“Secepatnya,” jawab raja.
“Kenapa kita tidak melawan?”
“Bukan tidak, tapi belum, kau pun akan lanjutkan, Nak,” ucap sang raja sambil tersenyum.
Malam itu, keluar berbagai pertanyaan yang selalu ia pikirkan setiap kali berpapasan dengan tentara Belanda. Raja selalu memperingatkan agar ia berhati-hati dan tidak mendekati orang-orang Belanda. Terlebih jika ia tak sengaja berpapasan dengan beberapa orang Belanda yang menyakiti masyarakat, hatinya lirih ingin mengancam namun apa daya seorang gadis kecil itu.

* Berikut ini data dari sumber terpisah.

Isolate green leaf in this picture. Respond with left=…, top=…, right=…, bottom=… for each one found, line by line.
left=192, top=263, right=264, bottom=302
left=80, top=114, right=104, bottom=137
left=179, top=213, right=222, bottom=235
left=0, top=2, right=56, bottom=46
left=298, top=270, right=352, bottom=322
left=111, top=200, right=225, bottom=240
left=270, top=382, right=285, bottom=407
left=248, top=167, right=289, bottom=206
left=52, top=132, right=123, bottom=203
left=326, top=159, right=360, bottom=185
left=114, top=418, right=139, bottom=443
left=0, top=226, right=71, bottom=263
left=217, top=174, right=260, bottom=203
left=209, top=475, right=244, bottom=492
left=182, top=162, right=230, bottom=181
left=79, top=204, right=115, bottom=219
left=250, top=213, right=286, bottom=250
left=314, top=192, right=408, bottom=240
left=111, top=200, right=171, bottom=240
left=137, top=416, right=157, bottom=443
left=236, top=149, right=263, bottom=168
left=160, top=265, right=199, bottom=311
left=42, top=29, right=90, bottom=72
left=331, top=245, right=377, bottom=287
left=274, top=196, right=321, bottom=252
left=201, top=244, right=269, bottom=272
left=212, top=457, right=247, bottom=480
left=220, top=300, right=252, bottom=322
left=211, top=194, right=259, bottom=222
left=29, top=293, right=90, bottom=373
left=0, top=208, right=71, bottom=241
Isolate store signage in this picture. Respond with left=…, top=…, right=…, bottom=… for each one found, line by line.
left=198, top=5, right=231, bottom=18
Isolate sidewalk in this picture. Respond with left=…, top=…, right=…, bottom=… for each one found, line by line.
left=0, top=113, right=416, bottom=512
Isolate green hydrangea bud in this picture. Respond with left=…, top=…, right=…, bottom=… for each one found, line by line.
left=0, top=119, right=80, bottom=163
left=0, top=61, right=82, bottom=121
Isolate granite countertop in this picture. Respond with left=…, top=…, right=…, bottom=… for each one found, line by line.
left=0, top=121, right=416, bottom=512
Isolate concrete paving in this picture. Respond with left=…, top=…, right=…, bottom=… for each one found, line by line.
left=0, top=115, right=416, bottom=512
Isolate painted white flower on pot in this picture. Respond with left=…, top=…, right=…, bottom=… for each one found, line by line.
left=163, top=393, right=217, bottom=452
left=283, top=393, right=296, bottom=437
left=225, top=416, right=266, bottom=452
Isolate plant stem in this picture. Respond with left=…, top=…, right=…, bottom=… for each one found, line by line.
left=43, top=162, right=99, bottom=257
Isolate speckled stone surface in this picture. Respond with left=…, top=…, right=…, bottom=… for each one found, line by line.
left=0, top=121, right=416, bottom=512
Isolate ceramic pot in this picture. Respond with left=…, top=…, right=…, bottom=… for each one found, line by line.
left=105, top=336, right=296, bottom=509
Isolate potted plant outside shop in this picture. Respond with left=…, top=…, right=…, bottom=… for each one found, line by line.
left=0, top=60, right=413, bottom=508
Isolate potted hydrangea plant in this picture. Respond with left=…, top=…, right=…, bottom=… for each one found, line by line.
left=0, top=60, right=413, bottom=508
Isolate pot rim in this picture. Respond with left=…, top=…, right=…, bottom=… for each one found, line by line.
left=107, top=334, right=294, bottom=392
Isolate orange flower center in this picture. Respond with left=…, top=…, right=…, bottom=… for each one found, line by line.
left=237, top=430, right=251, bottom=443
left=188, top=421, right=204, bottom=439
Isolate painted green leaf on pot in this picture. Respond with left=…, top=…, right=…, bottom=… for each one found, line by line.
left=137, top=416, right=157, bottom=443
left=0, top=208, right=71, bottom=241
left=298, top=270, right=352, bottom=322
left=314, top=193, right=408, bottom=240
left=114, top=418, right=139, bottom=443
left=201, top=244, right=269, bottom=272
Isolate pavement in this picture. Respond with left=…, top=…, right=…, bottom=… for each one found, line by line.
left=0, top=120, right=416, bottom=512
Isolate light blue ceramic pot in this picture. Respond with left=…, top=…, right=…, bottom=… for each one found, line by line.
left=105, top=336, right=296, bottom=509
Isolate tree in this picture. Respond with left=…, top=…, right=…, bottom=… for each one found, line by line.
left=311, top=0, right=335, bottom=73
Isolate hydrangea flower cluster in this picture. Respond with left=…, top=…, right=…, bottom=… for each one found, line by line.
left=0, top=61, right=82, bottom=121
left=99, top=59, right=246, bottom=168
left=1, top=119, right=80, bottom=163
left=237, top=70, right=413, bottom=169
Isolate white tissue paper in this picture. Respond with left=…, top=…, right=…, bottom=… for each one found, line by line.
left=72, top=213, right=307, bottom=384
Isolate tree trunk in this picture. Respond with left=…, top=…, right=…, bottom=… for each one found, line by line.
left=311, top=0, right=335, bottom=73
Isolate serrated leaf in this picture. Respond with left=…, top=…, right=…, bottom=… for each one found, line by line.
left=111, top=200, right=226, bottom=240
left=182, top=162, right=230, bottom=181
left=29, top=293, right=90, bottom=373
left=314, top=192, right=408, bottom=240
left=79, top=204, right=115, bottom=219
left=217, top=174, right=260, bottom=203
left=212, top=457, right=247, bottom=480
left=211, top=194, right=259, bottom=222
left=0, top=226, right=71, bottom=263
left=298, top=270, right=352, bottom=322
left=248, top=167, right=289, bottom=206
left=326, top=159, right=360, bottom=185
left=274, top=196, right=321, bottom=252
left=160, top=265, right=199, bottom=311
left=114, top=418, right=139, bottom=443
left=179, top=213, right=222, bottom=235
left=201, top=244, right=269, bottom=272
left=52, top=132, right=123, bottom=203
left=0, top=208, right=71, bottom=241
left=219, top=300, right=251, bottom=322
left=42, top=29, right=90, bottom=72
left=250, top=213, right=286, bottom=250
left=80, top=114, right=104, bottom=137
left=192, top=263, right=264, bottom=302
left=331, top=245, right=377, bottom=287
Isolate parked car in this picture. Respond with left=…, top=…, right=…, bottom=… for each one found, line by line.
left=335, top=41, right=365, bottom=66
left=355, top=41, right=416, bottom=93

Beranjak dewasa, Famajjah semakin terbuka dengan dunia luar. Bukan berarti saat kecil ia tidak mengenal dunia, namun di usianya kini pikirannya lebih luas dan kritis. Baik dari segi agama maupun sosial yang telah ia miliki.

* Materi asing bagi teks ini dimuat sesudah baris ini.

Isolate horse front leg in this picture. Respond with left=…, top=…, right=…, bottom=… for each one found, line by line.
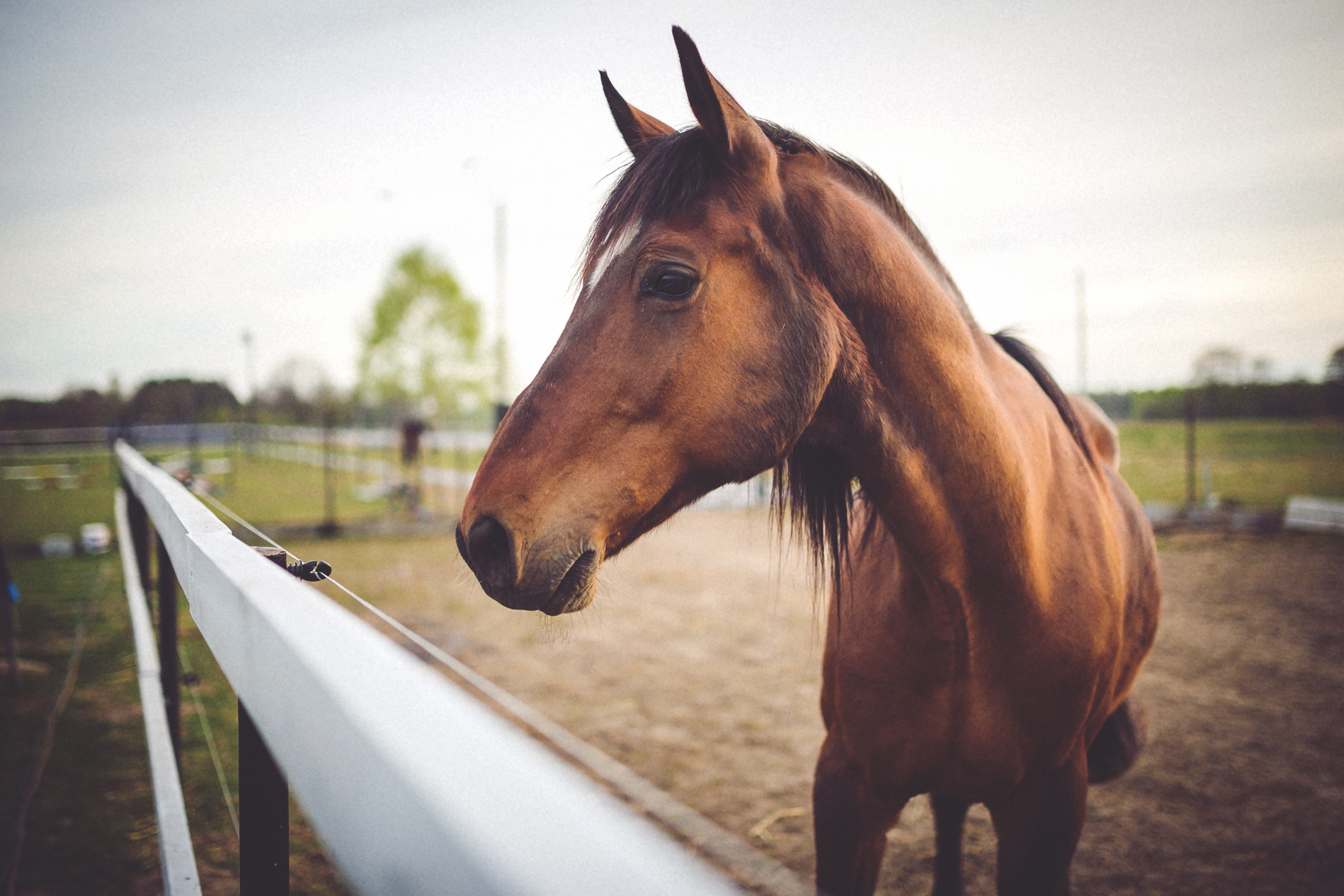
left=812, top=735, right=901, bottom=896
left=989, top=750, right=1087, bottom=896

Karena usianya yang sudah mulai matang, Famajjah pun disandingkan dengan seorang penyiar agama di Luwu, H. Muhammad Daud. Dia merupakan anak dari teman dagang sang ayah. Karena menikah dengan keluarga kerajaan, dan termasuk salah satu penyiar agama yang pernah bermukim di Mekah, beliau diangkat menjadi imam masjid istana kerajaan di sana. Sejak saat itu pula, Famajjah mendapat gelar kebangsawanan dan mendapat gelar Opu Daeng Risadju yang kerap dikenal saat ini.
“Sennang moki’ ga?” tanya salah seorang inangnya.
“Emm, na sennang,” jawab Opu sambil tersenyum.
“Jah, kali ini kau memangku tanggung jawab sebagai bangsawan, jaga diri baik-baik, pertahanken apa-apa yang telah kita miliki dan perjuangken apa yang telah direbut,” pesan sang raja.
“Iya, Ambo,” jawabnya.
Tidak lama kemudian, keluarga ini pindah ke Parepare. Sebuah kota pelabuhan lain di Sulawesi Selatan yang menghadap Selat Makassar. Di sini, suaminya, Muhammad Daud menyiarkan agama Islam dan Opu Daeng Risadju ikut bersama raja untuk mengamati para pedagang yang datang di pelabuhan. Dari sana Opu bertemu dengan H. Muhammad Yahya.